In the lee of Fiesta Key, the crew prepared a last dinner of rice, beans and chicken tortillas.  I was so full I couldn’t eat dessert. I’d been asked to prepare a “captain’s report” on the crew’s performance, and they all got a perfect score. I couldn’t have imagined a more enthusiastic and hardworking bunch of kids. Armed with this report, they will all receive Sea Scout patches for their uniforms.

We rose early on our last morning, weighed anchor at dawn and made our way to our scheduled docking time of 0930. It was dead calm, for which I thanked Aeolus profusely. We approached the wharf and—bump. One last sailing lesson for the scouts: “You never really know what the depth sounder is set at, boys, till you run aground,” I said.

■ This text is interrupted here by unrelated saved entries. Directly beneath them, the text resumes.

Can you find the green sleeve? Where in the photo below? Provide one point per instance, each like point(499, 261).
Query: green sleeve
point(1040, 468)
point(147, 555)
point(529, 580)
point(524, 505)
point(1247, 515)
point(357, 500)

I hoped that no one at Sea Base saw that, as we backed off and creeped into the slip.

In a final act of impressive behavior, I was surrounded by the sights and sounds of sweeping, washing, cleaning and unloading of gear. The industrious youngsters then bid me farewell with smiles and handshakes.

The scout motto is to be prepared, but I wasn’t prepared for how well this crew of fine young men would come together as a team and demonstrate that the future of sailing is in good hands.